[I was invited by The Conversation to answer this question. I, and the other four commentators (Helen Berents, Philippa Collin, Lisa Hill, and Louise Phillips) said yes.]
The Conversation: Voting is a key part of the democratic process. It allows all citizens of a certain age to have a say on matters important to them. Voting in federal elections and referendums is compulsory for every Australian aged 18 and over.
But decisions made by elected governments – especially in areas such as education, health and energy – impact young people too. Legal and political voices have long called for Australia to lower the voting age to 16. After all, people under 18 can leave school, get a job, drive a car and pay taxes. So why not vote?
A parliamentary inquiry is currently looking into the issue. In the meantime, we asked five experts their views. Here’s what they said.
Gagnon: History – across language, time, and space – is peppered with tensions about the boundaries to political participation, in this case voting. Progressives have fought and won against arbitrary exclusions to participation formed by the powerful.
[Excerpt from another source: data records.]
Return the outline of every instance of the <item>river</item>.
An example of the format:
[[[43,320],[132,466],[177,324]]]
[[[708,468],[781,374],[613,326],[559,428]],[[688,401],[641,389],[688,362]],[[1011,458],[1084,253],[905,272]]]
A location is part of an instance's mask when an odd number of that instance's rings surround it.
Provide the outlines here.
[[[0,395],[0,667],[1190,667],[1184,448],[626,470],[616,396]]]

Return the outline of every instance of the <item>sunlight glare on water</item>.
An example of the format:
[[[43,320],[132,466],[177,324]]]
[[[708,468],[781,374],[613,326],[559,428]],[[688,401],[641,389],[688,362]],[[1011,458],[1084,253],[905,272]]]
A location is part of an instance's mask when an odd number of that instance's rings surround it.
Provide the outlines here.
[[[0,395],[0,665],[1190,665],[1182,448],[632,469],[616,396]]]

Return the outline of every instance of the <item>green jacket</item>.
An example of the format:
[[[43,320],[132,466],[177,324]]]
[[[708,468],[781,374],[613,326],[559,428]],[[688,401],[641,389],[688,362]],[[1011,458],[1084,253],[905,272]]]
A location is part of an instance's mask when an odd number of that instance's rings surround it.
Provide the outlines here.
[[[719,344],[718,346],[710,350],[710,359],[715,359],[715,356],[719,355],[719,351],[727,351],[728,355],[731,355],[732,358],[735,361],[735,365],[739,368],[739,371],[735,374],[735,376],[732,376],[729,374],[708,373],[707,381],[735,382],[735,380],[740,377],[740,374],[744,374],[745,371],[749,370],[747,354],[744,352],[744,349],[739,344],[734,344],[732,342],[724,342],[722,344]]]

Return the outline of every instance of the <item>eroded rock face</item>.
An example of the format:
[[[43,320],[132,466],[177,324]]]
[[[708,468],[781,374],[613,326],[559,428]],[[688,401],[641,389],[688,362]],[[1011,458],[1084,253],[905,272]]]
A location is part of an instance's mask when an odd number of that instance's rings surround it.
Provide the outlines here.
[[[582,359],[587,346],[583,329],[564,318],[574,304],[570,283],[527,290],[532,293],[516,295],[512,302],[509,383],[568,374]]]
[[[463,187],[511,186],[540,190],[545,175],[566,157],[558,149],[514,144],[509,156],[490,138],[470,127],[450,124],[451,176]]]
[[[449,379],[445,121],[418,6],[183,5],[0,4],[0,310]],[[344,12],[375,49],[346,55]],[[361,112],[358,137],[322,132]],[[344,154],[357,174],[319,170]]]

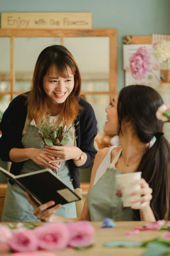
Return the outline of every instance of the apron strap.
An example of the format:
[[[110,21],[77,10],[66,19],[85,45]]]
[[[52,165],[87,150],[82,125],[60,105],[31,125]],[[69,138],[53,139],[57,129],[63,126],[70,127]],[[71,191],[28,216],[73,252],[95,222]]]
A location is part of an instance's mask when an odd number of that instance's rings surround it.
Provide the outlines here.
[[[118,162],[121,153],[121,151],[122,148],[121,148],[120,151],[118,152],[116,157],[115,157],[112,162],[109,166],[109,167],[115,168],[115,165]]]

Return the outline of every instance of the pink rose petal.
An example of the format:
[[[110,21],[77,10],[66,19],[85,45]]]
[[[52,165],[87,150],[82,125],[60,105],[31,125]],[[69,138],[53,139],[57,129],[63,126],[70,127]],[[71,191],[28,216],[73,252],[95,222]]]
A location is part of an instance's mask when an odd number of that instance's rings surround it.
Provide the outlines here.
[[[45,250],[62,250],[68,244],[69,233],[66,225],[60,222],[48,223],[35,229],[39,247]]]
[[[0,226],[0,252],[7,252],[10,248],[8,240],[12,236],[12,232],[6,225]]]
[[[33,231],[23,228],[13,231],[8,243],[11,248],[17,252],[33,251],[38,247],[37,239]]]
[[[167,240],[170,239],[170,232],[168,231],[167,232],[165,232],[163,234],[163,237],[165,239]]]
[[[94,228],[88,222],[69,223],[67,226],[70,232],[69,246],[81,247],[94,243]]]
[[[139,48],[129,59],[130,67],[133,77],[140,80],[150,70],[150,56],[144,46]]]

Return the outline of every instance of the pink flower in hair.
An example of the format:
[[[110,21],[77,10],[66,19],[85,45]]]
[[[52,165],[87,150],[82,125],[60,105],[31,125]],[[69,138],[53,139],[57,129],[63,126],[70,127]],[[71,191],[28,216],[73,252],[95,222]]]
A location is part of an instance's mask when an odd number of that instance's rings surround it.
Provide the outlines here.
[[[150,56],[145,46],[139,48],[129,59],[133,77],[138,80],[142,79],[150,69]]]
[[[38,247],[37,239],[33,230],[22,228],[14,230],[8,243],[16,252],[34,251]]]
[[[163,104],[159,107],[156,112],[156,116],[159,120],[163,122],[170,121],[170,105],[167,107]]]
[[[66,225],[60,222],[51,222],[34,230],[39,247],[45,250],[65,249],[68,242],[69,233]]]
[[[82,247],[94,243],[94,229],[88,221],[69,223],[67,227],[70,233],[68,243],[70,246]]]

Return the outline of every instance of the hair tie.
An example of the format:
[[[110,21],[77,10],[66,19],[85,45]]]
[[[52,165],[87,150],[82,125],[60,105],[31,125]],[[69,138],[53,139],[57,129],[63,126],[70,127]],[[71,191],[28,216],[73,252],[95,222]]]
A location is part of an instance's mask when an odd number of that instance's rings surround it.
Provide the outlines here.
[[[158,139],[163,135],[164,134],[163,132],[157,132],[155,134],[155,136],[157,139]]]

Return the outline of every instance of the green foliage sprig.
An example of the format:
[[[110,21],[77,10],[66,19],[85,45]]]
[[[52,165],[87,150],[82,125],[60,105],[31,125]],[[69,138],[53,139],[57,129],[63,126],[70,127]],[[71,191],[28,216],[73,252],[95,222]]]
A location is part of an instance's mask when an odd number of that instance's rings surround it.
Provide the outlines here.
[[[47,115],[49,116],[50,114]],[[78,122],[76,124],[73,124],[69,128],[65,128],[66,122],[63,126],[56,126],[54,121],[50,122],[48,118],[46,122],[44,122],[45,116],[39,121],[40,129],[38,134],[43,142],[44,146],[64,146],[68,144],[70,142],[69,131],[71,128],[75,125],[79,124]]]

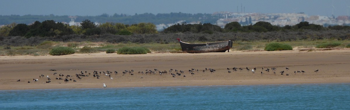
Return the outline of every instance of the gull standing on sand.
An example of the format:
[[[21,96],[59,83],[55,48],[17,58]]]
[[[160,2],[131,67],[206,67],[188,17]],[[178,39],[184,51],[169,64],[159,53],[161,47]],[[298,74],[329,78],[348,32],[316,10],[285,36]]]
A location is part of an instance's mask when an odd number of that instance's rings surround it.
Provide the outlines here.
[[[105,83],[103,83],[103,88],[104,88],[105,89],[106,89],[106,88],[107,88],[107,86],[106,85],[106,84],[105,84]]]

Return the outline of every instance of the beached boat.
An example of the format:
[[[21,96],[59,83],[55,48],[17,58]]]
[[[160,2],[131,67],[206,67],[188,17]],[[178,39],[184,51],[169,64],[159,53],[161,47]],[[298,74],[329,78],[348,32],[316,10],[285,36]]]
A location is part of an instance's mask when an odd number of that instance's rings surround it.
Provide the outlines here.
[[[224,52],[232,48],[232,42],[230,40],[202,43],[189,43],[182,42],[179,38],[177,39],[180,42],[182,51],[190,53]],[[229,52],[229,50],[227,52]]]

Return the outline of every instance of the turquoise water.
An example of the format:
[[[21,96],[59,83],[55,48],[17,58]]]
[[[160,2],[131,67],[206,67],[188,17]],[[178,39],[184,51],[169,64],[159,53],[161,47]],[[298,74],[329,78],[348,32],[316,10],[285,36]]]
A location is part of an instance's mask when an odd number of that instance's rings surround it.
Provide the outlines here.
[[[350,110],[350,83],[0,91],[0,110]]]

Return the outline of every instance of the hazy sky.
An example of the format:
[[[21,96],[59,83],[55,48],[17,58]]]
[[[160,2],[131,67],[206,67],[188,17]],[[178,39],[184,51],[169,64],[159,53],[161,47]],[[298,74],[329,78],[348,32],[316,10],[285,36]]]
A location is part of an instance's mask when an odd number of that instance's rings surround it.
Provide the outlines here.
[[[195,14],[220,11],[246,13],[292,13],[309,15],[348,15],[349,0],[0,0],[0,15],[100,15],[105,13],[134,15],[145,13]],[[332,5],[334,7],[333,8]],[[350,13],[350,12],[349,12]]]

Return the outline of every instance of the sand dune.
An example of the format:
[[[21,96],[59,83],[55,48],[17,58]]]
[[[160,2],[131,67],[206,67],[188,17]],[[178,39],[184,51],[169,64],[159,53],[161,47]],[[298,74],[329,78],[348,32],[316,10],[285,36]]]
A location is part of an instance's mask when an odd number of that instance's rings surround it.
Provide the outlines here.
[[[350,49],[298,50],[273,51],[230,52],[201,54],[150,53],[142,55],[118,55],[105,53],[77,54],[60,56],[0,56],[0,90],[103,88],[142,87],[201,86],[210,85],[270,84],[350,82]],[[233,67],[242,68],[234,71]],[[255,74],[247,70],[256,68]],[[264,69],[262,69],[262,68]],[[275,68],[276,75],[271,68]],[[289,69],[288,71],[286,68]],[[215,69],[203,73],[205,68]],[[230,69],[228,70],[227,68]],[[195,70],[192,76],[188,72]],[[270,69],[269,72],[265,70]],[[166,71],[160,75],[139,74],[146,70]],[[182,70],[181,76],[173,77],[169,70]],[[56,71],[49,71],[54,69]],[[123,75],[122,71],[133,70],[133,75]],[[316,72],[314,71],[318,70]],[[104,75],[99,79],[92,76],[93,71],[113,72],[111,80]],[[229,70],[232,72],[228,73]],[[304,73],[294,71],[303,70]],[[114,72],[118,73],[115,75]],[[280,72],[284,71],[283,75]],[[80,71],[91,74],[79,80],[76,74]],[[263,72],[261,74],[261,72]],[[54,73],[57,74],[54,75]],[[65,83],[56,80],[62,74],[73,80]],[[289,75],[286,76],[288,74]],[[44,76],[40,77],[41,75]],[[46,77],[51,79],[50,83]],[[184,77],[183,75],[186,77]],[[142,78],[141,78],[142,77]],[[65,77],[61,77],[64,79]],[[33,79],[38,79],[37,82]],[[20,81],[16,81],[20,80]],[[30,83],[28,83],[30,81]]]

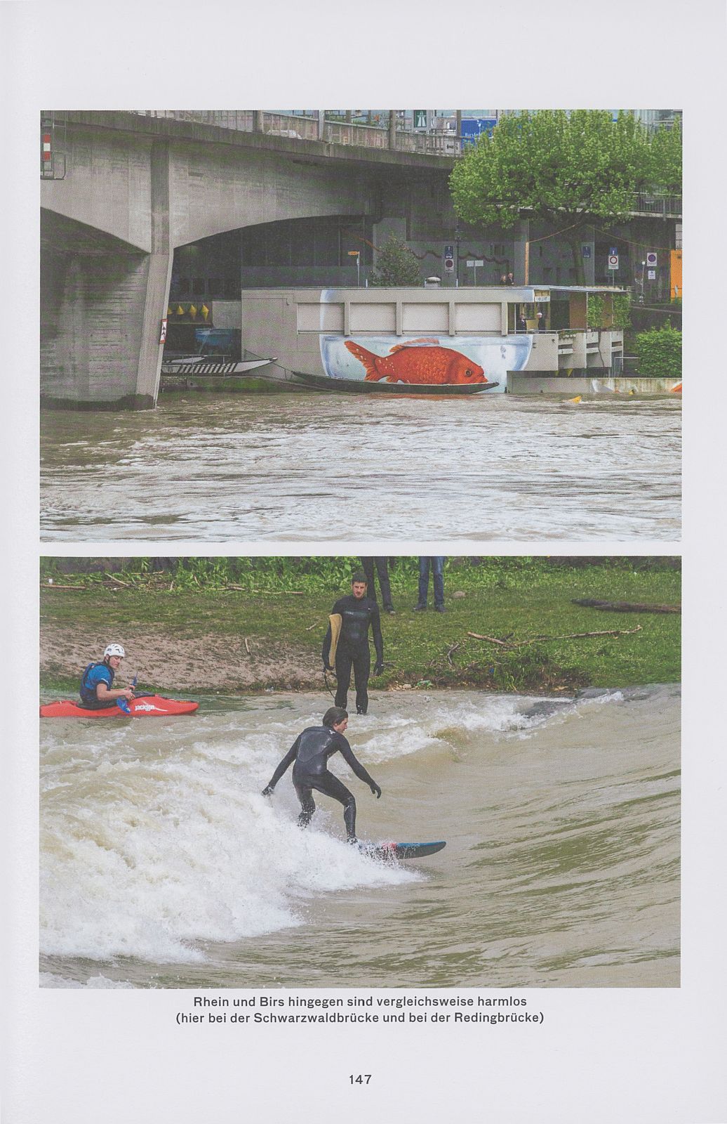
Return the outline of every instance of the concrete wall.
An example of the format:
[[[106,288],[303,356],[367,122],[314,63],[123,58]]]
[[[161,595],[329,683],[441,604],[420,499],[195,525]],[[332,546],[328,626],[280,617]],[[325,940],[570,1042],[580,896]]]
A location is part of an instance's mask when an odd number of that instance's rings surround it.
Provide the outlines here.
[[[102,124],[71,124],[65,158],[65,179],[40,184],[40,382],[53,404],[155,405],[175,246],[370,205],[358,165]]]

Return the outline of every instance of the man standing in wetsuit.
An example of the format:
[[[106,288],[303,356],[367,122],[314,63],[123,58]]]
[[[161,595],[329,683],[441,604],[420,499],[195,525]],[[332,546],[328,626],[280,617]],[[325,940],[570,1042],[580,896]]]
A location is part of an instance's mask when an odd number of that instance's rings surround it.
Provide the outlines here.
[[[348,714],[342,707],[332,706],[323,715],[322,726],[310,726],[293,742],[279,765],[273,773],[270,783],[263,789],[263,796],[273,796],[275,786],[283,773],[293,764],[293,783],[297,798],[301,801],[301,814],[298,825],[307,827],[315,812],[315,800],[313,789],[332,796],[343,805],[343,823],[349,843],[357,843],[356,839],[356,800],[353,794],[349,792],[346,785],[342,785],[338,777],[329,772],[328,761],[334,753],[340,753],[343,760],[351,767],[359,780],[369,786],[376,799],[381,795],[381,789],[375,780],[367,773],[360,761],[353,756],[353,751],[343,737],[348,726]]]
[[[368,710],[368,677],[371,669],[371,653],[368,645],[369,625],[376,649],[375,676],[380,676],[384,671],[384,640],[381,638],[378,605],[366,596],[366,578],[362,573],[353,574],[351,592],[347,597],[340,597],[333,606],[331,616],[335,615],[341,617],[341,632],[335,647],[337,688],[334,703],[337,706],[346,708],[351,681],[351,667],[353,667],[356,713],[366,714]],[[329,625],[323,641],[323,668],[325,671],[333,671],[330,664],[331,638],[331,626]]]

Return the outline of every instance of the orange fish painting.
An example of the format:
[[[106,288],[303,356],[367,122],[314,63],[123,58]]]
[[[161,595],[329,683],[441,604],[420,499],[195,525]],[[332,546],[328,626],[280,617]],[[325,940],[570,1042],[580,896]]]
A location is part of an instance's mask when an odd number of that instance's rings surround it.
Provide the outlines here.
[[[387,379],[388,382],[444,387],[488,381],[481,366],[451,347],[396,344],[388,355],[376,355],[352,339],[346,339],[344,343],[351,355],[366,368],[365,382]]]

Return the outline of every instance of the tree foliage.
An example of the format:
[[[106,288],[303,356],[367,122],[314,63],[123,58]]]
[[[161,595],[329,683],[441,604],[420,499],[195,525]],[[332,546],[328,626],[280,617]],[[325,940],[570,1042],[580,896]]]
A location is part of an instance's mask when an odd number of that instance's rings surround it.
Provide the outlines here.
[[[681,132],[650,134],[632,112],[539,109],[504,117],[458,161],[450,189],[470,225],[509,229],[523,211],[562,229],[582,280],[580,228],[625,219],[635,191],[679,190]]]
[[[369,278],[369,284],[385,285],[420,285],[422,274],[415,255],[405,242],[392,234],[378,251],[376,269]]]
[[[663,328],[639,332],[634,341],[638,373],[655,379],[681,379],[681,332]]]
[[[650,187],[680,194],[682,184],[680,121],[674,121],[670,129],[657,129],[653,135],[650,145]]]

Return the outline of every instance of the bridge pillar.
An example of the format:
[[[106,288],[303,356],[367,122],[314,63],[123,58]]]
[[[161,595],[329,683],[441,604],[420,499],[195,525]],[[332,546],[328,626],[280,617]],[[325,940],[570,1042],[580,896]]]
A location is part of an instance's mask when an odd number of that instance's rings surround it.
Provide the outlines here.
[[[151,252],[42,215],[40,393],[70,409],[150,409],[172,274],[166,143],[153,145]]]

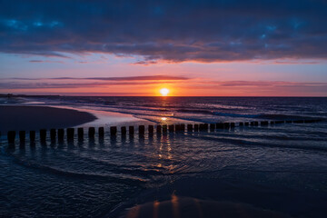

Think about it: in some cases only men of a certain age were allowed to vote; in others it was about title; while in others it depended on where you were from, how much property you owned, and so on. Were any of these absolutist positions logically defensible? No, and certainly not in the face of the ‘one person, one vote’ principle. That’s why these arbitrary positions crumbled in confrontation with more democratic logic.
If a 16-year-old asks, ‘am I allowed to vote?’, what viable counter-argument would one have? The ‘you’re too young’ line, arguably the most popular, doesn’t hold water, if only because some teenagers can outsmart their grandparents in different policy fields or vice versa. We’re better off working together across generations, drawing on each other’s expertise, and crafting a polity of more ages and not a polity guarded by ageists.